Three days in service dress|
Commentary by Col. Kevin B. Wooton
67th Network Warfare Wing Commander
6/21/2011 - LACKLAND AIR FORCE BASE, Texas -- As you might expect, as a commander of a wing that stretches from Ramstein, Germany, to Hawaii, I spend a lot of time on the road and in different uniform combinations. But, I want to tell you about a couple of weeks ago when I wore my service dress uniform three days in a row. Even for me, that's pretty rare: most days, it's Airman Battle Uniforms (ABUs), except for blues Monday and the occasional graduation dinner that warrants pulling out the mess dress. These three days ended up being pretty special for me because they reminded me of the essence of our Air Force and what being a part of this service really means.

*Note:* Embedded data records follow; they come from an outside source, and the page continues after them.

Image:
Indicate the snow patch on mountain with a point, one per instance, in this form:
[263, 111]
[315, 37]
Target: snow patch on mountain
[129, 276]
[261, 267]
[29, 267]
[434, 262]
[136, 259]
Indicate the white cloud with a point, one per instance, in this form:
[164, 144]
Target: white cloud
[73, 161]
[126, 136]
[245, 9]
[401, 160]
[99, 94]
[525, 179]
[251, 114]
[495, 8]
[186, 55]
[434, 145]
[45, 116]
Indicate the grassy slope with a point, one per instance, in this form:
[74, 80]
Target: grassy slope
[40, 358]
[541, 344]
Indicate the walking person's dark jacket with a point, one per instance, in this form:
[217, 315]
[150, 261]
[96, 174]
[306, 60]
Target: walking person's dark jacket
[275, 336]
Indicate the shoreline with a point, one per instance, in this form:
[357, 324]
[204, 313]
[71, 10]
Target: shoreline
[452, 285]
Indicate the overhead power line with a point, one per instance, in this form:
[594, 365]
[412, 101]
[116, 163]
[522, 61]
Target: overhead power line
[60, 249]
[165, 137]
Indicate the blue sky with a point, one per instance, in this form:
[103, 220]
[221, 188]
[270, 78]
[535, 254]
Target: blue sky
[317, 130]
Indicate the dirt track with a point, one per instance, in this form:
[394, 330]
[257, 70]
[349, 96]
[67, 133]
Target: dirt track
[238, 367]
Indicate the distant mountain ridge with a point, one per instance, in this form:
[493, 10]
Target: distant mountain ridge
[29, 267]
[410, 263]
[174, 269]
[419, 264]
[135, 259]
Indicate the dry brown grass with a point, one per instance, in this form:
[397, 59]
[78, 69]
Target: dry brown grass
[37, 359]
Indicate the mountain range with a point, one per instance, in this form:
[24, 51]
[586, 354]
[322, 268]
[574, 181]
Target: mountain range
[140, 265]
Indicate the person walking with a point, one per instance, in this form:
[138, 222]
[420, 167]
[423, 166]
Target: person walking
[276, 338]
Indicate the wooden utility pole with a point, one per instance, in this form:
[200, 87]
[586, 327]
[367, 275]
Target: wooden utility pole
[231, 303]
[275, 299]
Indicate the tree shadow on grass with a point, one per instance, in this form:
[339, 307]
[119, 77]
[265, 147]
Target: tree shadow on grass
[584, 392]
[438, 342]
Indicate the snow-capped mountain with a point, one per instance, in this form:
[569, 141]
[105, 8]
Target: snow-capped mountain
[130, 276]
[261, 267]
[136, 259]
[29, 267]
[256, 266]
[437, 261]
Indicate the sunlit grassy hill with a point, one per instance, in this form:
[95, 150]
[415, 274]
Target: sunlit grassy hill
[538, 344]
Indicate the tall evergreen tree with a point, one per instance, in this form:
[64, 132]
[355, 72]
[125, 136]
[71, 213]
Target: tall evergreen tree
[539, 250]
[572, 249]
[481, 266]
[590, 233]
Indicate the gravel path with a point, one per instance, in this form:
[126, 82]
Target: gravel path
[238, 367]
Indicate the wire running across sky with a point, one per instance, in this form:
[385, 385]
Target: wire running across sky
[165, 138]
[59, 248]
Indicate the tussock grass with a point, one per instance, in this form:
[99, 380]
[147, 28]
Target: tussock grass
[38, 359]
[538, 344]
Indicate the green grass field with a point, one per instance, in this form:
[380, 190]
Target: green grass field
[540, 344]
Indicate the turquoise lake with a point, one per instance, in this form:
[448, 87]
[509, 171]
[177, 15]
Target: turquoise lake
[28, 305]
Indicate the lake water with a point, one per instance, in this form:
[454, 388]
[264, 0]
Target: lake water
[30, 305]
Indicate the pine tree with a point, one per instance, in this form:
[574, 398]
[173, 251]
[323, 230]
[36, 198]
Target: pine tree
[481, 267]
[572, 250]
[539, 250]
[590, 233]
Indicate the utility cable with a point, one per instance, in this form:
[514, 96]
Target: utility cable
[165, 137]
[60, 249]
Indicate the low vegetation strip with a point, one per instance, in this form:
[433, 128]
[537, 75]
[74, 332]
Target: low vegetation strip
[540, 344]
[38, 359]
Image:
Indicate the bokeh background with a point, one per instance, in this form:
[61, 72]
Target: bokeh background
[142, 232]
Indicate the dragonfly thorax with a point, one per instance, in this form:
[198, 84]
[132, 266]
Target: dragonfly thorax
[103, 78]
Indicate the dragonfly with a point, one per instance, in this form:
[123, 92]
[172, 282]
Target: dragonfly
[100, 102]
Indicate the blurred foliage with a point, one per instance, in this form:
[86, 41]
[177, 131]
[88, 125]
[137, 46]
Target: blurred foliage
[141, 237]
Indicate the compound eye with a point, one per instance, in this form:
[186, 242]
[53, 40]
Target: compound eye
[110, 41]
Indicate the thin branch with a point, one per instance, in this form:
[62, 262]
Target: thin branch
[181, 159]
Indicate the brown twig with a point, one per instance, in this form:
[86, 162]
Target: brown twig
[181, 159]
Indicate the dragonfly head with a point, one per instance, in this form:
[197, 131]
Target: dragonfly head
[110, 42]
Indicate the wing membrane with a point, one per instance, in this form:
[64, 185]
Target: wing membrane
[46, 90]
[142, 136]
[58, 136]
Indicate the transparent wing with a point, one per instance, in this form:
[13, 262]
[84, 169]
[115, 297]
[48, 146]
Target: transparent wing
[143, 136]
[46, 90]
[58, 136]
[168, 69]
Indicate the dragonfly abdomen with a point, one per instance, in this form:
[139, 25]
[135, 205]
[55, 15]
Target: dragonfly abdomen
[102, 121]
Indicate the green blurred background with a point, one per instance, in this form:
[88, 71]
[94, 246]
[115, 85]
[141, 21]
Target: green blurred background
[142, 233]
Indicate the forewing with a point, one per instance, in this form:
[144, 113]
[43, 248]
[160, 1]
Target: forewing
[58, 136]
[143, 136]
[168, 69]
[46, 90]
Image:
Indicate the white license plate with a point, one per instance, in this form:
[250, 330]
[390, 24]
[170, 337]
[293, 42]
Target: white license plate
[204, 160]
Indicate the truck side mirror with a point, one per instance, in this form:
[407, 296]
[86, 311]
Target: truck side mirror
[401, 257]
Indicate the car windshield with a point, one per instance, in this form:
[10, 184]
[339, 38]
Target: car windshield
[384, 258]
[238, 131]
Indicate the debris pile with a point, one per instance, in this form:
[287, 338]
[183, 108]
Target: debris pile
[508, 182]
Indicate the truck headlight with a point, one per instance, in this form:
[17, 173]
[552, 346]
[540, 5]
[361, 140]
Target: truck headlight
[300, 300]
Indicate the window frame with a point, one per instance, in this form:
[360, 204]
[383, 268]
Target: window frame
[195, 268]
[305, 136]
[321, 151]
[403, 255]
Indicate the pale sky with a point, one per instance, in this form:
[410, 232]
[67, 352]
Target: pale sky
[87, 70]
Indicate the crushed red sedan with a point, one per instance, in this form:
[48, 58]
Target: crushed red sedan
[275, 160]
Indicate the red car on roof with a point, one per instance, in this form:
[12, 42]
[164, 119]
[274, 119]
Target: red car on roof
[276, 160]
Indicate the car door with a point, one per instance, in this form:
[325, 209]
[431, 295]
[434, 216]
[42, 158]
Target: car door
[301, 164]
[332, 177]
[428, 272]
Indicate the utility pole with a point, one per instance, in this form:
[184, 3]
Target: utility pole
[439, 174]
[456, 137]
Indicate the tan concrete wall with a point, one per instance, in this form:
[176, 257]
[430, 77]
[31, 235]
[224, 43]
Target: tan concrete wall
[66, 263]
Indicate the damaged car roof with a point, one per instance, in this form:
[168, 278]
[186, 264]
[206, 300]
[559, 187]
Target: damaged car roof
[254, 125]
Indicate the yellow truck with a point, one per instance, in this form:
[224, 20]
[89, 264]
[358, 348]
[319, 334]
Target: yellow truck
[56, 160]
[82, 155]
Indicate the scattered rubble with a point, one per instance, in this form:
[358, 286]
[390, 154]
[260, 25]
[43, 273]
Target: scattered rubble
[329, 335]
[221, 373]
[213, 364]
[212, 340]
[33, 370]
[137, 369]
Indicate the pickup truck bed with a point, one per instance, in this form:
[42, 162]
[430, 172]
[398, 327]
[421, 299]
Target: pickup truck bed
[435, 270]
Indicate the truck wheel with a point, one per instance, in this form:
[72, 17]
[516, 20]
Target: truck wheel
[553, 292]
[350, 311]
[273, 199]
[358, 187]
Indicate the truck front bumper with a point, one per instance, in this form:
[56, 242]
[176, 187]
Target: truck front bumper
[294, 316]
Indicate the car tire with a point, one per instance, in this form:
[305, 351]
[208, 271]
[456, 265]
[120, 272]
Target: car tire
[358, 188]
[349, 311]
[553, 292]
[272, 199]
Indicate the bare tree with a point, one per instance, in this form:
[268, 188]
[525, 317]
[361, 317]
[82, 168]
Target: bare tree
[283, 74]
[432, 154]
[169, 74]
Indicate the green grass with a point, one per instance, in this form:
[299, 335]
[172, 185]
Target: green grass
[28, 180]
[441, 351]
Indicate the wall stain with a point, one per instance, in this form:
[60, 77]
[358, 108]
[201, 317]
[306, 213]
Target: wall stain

On a Wednesday, I boarded a plane and went out to Maxwell Air Force Base, Ala., and lectured to several hundred majors and joint service equivalent officers and civilians at Air Command and Staff College. I gave them an update on the cyber operations that are taking place in San Antonio and around the world on a 24/7 basis, and how our Airmen are making as substantive a difference in cyberspace as they routinely do in the air, in space, and as a part of ground operations. It was a validation of the quality of our force to see these future leaders immediately start to grasp how the integration of cyberspace operations with other combat effects is one of the 'game changers' of 21st century military operations.
Then, on Thursday, I traveled to Langley AFB, Va., and donned my dress uniform for a much different, but no less important task; for it was my sad honor to present a Bronze Star and Purple Heart to the parents of Maj. Charles Ransom. Major Ransom, a cyberspace operations officer and leader in the 83rd Network Operations Squadron, was killed in Afghanistan in April and in recognition of how he represented each of us as Airmen and the ideals of our service in giving the "last full measure of devotion," the members of his squadron memorialized him and sadly, but proudly, celebrated his too short life of service. It was instructive to me to see how proud his parents were of their son, in spite of their grief. And how proud I was to be an Airman and to have the opportunity to associate with men and women like Charles Ransom.
Finally, Friday came and I returned to San Antonio, and on a day we normally associate with winding down a week, I had one more opportunity to wear my service dress. This time, however, it was to participate in a beginning, of sort. I had the privilege to give the Oath of Enlistment to 702 brand new Airmen who were graduating from Basic Military Training and joining the rest of us as new wingmen and warriors. As I looked into their faces, I could certainly see the exhilaration of finishing one challenge, but also the enthusiasm of looking forward to joining the force, and I was as renewed as I was proud.
Three days in service dress ... and an opportunity for reflection on what it means to be an Airman and gaining a special opportunity to see the strength of our force demonstrated in the intellect and capacity of our leaders, the willingness to sacrifice, and the promise of future wingmen. In an era of austerity and budget cuts, I was reminded ... while wearing service dress ... that the strength of the United States Air Force is truly and finally its Airmen.